An earthquake hit a remote part of southwest China yesterday near the popular tourist area of Shangri-La, killing four people and injuring several, state media said.
The earthquake in Yunnan Province on the border with Sichuan Province sparked landslides, blocked roads, cut off communications and toppled or damaged tens of thousands of homes in the mountainous area.
One person died as falling rocks smashed into a tourist bus, killing the driver, said the Yunnan government, which put the total at four dead.
At least 10 people were injured, Xinhua news agency said.
The magnitude 5.8 quake, which struck at 8:04am, was centered on Yunnan’s Benzilan town, the US Geological Survey (USGS) said. It was about 10km deep.

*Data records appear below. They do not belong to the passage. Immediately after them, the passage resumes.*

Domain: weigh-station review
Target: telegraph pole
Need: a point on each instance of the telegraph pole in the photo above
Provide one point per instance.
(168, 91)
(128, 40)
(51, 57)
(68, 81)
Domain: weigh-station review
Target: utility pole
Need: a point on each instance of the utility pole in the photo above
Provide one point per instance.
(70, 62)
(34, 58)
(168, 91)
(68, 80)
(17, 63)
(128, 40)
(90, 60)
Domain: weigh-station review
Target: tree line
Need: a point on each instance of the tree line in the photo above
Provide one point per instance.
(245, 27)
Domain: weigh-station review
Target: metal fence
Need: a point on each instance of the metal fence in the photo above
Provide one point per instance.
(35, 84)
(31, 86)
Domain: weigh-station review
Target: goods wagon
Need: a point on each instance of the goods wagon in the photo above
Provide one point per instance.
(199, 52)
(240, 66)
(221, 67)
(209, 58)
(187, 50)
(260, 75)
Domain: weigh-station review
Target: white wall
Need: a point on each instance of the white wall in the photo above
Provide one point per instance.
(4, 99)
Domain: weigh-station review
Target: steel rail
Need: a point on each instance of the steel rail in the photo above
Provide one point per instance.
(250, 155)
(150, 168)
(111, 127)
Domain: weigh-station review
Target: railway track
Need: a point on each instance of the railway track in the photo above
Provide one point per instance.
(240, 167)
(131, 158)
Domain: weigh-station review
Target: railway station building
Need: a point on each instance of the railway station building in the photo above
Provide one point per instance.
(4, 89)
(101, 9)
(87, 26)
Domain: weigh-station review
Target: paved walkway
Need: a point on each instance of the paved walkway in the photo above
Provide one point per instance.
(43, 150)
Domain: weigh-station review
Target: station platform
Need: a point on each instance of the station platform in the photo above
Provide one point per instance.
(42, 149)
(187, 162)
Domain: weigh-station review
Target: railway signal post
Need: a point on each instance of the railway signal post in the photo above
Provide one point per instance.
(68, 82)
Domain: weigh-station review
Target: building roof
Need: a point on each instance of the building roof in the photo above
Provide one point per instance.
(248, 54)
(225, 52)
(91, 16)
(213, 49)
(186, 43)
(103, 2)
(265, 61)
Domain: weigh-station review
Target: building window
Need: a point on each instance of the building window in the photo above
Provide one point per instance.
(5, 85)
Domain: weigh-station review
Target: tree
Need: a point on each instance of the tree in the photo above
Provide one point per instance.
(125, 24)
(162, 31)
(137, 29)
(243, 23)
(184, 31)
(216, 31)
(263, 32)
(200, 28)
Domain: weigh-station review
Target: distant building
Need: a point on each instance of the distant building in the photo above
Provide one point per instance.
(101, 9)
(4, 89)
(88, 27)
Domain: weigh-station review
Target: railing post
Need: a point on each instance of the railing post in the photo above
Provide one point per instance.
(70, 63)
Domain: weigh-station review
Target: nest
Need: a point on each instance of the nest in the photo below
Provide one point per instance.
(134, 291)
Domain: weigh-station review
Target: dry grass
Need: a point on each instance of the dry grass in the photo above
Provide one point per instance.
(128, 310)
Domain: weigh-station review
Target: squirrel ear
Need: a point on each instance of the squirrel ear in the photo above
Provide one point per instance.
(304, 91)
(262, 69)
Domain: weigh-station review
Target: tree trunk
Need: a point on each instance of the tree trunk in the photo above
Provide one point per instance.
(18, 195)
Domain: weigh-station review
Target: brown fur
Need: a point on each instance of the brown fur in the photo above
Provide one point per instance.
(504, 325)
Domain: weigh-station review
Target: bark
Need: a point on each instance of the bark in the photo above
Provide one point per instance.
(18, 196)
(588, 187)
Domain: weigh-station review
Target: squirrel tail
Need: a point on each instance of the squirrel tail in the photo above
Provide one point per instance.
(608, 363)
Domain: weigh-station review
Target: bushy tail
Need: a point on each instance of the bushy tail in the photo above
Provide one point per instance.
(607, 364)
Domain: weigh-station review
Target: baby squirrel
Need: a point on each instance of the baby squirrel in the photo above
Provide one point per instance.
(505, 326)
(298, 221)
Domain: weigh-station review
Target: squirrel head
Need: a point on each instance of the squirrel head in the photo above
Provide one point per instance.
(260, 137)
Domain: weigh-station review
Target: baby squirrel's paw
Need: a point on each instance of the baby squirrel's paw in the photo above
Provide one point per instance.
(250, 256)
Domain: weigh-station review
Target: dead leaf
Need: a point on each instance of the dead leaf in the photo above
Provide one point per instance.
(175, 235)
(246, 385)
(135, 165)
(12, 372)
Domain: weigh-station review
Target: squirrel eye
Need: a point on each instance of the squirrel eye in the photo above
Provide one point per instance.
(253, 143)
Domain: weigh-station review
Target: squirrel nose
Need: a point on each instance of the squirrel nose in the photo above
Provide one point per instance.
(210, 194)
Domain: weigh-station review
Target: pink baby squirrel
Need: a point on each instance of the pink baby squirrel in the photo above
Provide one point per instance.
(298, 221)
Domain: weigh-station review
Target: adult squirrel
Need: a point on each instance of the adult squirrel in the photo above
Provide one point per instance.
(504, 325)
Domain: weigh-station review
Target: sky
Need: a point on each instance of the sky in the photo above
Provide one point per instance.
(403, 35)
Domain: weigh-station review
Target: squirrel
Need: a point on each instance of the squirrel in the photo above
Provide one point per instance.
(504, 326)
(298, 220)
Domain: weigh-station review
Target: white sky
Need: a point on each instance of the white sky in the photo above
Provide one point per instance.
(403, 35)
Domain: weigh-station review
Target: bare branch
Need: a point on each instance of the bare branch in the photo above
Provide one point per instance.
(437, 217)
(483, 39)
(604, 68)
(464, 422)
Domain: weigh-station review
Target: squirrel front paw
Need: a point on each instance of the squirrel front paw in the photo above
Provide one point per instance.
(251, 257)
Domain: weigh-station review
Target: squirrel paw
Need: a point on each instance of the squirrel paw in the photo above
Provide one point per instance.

The quake toppled 600 homes and damaged more than 55,000 others, forcing more than 9,000 local residents to relocate, Xinhua said.
State television showed clouds of dust rising from landslides on green mountains and pieces of broken cement that had fallen from buildings.

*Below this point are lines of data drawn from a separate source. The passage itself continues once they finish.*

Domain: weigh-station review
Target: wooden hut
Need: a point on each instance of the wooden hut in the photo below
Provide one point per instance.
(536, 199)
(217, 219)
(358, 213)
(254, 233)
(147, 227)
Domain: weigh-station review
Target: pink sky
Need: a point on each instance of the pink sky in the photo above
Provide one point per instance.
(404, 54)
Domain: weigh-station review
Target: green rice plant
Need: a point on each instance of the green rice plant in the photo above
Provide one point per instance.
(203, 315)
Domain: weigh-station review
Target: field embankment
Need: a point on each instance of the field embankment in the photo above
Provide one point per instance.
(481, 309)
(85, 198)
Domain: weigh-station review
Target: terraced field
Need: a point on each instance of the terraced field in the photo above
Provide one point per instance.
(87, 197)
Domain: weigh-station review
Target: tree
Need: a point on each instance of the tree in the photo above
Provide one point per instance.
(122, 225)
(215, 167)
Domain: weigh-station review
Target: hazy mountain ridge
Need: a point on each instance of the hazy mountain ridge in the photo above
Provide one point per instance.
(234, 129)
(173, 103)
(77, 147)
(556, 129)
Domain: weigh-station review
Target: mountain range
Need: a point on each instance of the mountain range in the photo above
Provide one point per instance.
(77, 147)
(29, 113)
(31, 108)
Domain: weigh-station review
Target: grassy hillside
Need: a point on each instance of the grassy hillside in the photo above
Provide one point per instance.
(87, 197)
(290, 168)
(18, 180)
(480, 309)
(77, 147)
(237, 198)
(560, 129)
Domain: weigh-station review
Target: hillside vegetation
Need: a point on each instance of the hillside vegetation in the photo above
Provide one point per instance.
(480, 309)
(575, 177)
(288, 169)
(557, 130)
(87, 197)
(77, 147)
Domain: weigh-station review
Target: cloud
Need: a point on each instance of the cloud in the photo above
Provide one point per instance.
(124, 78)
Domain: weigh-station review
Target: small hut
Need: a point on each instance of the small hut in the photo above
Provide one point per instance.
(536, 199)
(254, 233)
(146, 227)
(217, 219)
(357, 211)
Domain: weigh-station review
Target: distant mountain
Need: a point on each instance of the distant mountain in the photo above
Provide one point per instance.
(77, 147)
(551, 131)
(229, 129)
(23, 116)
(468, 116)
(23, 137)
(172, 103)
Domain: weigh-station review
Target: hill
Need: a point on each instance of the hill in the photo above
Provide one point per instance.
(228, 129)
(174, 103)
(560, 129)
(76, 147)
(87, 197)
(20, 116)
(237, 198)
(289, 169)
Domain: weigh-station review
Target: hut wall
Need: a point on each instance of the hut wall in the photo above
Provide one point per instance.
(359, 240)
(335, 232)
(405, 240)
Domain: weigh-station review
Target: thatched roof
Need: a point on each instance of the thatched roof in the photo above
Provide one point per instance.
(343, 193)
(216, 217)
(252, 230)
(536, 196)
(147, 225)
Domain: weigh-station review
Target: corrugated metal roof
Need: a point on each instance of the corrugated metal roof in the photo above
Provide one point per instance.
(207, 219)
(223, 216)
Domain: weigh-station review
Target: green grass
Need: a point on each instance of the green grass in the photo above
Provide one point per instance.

“During the earthquake this morning, the swaying the county felt was relatively severe,” Xinhua quoted Deqin County Deputy Party Secretary Liao Wencai (廖文才) as saying.
Benzilan is in Deqin County, roughly 60km from Shangri-La County, which is named after the fictional mountain paradise in the James Hilton novel Lost Horizon.

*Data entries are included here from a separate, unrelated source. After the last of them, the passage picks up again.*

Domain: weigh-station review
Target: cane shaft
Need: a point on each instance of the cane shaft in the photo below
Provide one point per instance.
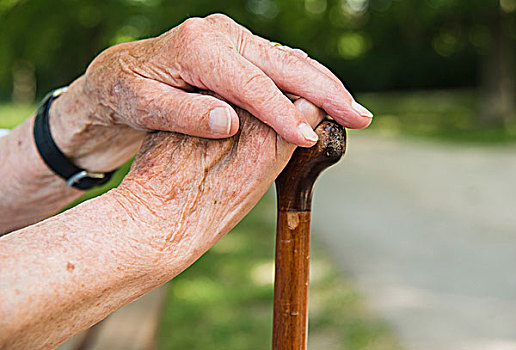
(294, 187)
(291, 280)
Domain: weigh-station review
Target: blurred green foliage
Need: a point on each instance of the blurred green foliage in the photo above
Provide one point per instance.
(224, 301)
(373, 44)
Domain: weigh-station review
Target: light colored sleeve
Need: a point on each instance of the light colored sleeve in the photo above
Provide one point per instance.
(4, 132)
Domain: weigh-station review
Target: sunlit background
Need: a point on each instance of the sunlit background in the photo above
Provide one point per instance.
(423, 204)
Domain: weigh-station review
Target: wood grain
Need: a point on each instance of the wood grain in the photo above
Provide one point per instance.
(294, 188)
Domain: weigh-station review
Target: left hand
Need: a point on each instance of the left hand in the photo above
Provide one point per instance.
(147, 85)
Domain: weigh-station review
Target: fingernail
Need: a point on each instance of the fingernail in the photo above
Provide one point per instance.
(220, 120)
(307, 132)
(364, 112)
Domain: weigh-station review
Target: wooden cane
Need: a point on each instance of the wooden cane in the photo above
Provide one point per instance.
(294, 187)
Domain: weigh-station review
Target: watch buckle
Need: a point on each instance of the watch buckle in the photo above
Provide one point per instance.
(81, 175)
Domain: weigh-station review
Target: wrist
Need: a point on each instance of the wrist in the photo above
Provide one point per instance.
(85, 137)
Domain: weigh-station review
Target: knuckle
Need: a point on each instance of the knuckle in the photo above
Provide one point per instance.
(292, 60)
(218, 17)
(192, 25)
(257, 84)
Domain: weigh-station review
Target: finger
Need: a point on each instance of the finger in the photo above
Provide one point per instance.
(324, 70)
(158, 106)
(242, 83)
(295, 75)
(313, 114)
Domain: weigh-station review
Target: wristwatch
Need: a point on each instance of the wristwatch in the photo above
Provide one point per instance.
(54, 158)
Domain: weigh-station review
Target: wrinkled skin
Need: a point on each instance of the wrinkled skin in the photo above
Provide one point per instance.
(147, 84)
(184, 193)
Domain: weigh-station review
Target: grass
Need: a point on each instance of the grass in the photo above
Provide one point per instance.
(450, 116)
(224, 301)
(447, 115)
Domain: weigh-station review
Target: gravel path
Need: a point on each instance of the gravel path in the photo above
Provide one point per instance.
(428, 231)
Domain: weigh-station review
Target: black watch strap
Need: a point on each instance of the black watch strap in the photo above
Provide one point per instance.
(55, 159)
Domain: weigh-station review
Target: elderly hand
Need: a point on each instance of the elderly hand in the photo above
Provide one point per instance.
(184, 193)
(149, 85)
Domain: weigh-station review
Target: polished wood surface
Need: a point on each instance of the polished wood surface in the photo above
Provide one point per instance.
(294, 189)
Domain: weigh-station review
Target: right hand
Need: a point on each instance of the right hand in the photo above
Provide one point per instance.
(184, 193)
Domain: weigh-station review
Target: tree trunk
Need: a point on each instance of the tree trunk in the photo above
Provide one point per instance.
(499, 74)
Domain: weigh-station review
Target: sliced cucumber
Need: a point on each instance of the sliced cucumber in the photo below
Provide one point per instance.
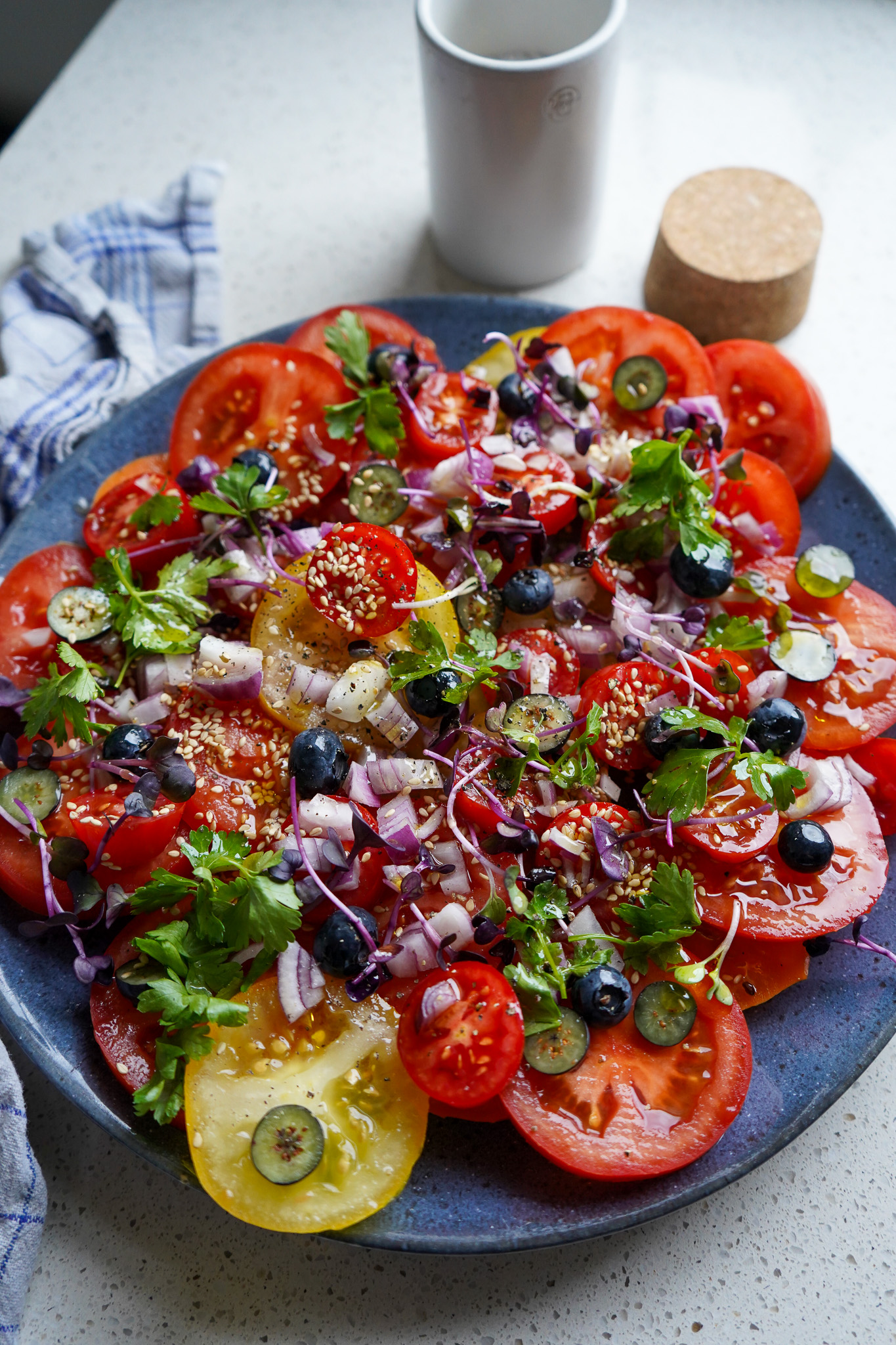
(639, 382)
(480, 611)
(664, 1013)
(805, 655)
(532, 716)
(288, 1143)
(373, 494)
(79, 613)
(38, 790)
(558, 1049)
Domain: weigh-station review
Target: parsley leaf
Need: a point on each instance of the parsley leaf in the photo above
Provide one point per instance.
(375, 407)
(61, 698)
(158, 509)
(734, 632)
(240, 495)
(667, 915)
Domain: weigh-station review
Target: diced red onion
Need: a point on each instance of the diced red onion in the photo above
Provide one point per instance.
(389, 775)
(769, 684)
(300, 981)
(227, 670)
(309, 686)
(830, 787)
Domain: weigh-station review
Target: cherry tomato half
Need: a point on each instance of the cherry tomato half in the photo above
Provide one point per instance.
(108, 523)
(358, 573)
(633, 1110)
(269, 397)
(442, 403)
(774, 409)
(469, 1051)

Local officials borrowed the name to attract more tourists to the area, which hosted around 7.6 million travelers last year.
Shangri-La itself was little affected, residents said.
“The building just shook a little bit and returned to normal fairly fast,” an employee at a local hotel said. The earthquake was the second in the area in four days after a magnitude 5.1 quake on Wednesday.
In July, twin quakes killed at least 95 people in China’s western Gansu Province.